LES DUELLISTES DE L’ILE LOUVIERS
Ce fut le temps des épreuves, l’hôtel y perdit bien des choses et fut même menacé de disparaître; enfin, en 1840, la princesse Czartoriska, le sauva de la démolition et le restaura pour s’y installer.
L’hôtel de Lauzun ou de Pimodan que son magnifique balcon désigne, quai d’Anjou, 17, est l’un des hôtels célèbres de l’île, c’est pour le financier Gruyn que le logis étala d’abord les somptuosités de ses appartements. Le brillant duc de Lauzun, l’époux de Mlle de Montpensier, lui succéda. Après différents possesseurs, le marquis de Pimodan en 1779 lui donna le second nom sous lequel il est connu. En 1841, acheté par un célèbre collectionneur, le baron Jérôme Pichon, l’hôtel de Pimodan prit tout à coup un éclat littéraire auquel il ne s’attendait pas. Roger de Beauvoir, Théophile Gautier et d’autres littérateurs de la pléiade romantique devinrent les locataires du baron Pichon.

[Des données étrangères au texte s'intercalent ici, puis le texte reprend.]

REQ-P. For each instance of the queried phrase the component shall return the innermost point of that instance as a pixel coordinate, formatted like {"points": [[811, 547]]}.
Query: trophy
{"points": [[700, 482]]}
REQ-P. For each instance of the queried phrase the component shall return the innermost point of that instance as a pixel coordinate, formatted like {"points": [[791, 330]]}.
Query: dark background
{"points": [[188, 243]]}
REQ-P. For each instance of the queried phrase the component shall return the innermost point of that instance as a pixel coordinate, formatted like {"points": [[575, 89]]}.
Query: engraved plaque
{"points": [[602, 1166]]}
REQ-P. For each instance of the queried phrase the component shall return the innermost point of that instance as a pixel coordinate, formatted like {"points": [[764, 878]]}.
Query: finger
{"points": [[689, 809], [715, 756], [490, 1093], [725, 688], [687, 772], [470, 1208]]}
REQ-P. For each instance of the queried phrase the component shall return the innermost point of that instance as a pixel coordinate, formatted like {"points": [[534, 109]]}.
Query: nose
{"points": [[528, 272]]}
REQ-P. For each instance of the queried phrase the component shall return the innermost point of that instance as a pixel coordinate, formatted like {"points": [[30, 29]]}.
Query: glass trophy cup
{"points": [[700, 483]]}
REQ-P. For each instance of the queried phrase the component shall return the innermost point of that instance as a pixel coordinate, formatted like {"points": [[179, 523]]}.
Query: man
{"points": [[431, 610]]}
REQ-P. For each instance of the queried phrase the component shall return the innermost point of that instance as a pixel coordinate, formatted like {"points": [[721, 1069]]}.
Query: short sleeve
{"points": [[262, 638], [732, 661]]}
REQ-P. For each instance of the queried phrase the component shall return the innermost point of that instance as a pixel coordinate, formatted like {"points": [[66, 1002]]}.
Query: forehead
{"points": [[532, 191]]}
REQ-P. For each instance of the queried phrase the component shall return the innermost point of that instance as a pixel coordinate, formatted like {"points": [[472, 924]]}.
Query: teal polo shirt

Quelques grandes portes admirables, quelques merveilleux balcons signalent encore bien des hôtels remarquables sur ces quais dits des Balcons, ou dans la rue Saint-Louis-en-l’Ile. Par exemple l’hôtel de Poisson de Marigny, frère de Mme de Pompadour, 5, quai d’Anjou, l’hôtel Le Charron, quai de Bourbon, no 3, l’hôtel de Jassaud, même quai, no 19, l’hôtel Hesselin, 24, quai de Béthune, l’hôtel Chenizeau, rue Saint-Louis-en-l’Ile, 51, dont le balcon, supporté par des dragons fantastiquement enroulés, montre une magnifique ferronnerie, etc...
L’ESTACADE DE L’ILE SAINT-LOUIS
Au coin de la rue Le Regrattier et du quai Bourbon, une ancienne inscription: «rüe de la femme sans teste», au-dessous d’une niche d’angle contenant encore la moitié d’une vierge brisée, rappelle un ancien cabaret du XVIIe siècle, dont l’enseigne représentait une femme privée de tête, tenant un verre à la main, avec cette irrespectueuse légende: Tout en est bon.
Dès les commencements du nouveau quartier, une petite chapelle avait été érigée dans l’île, mais la population augmentant rapidement, il fallut agrandir cette chapelle qui devint paroisse sous le titre de Saint-Louis, et dont le nom passa vite à l’ancienne île Notre-Dame.
En 1664, pour l’agrandir encore, on construisit le chœur de l’église actuelle, puis une quarantaine d’années après, on démolit le reste pour élever la nef.
La flèche assez singulière est une pyramide percée de grands jours ronds; l’horloge, suspendue sur le côté de la tour comme une enseigne et visible des deux côtés de la rue, contribue à donner à l’église et au quartier de l’île, cette petite ville enfermée dans la grande, sa physionomie particulière.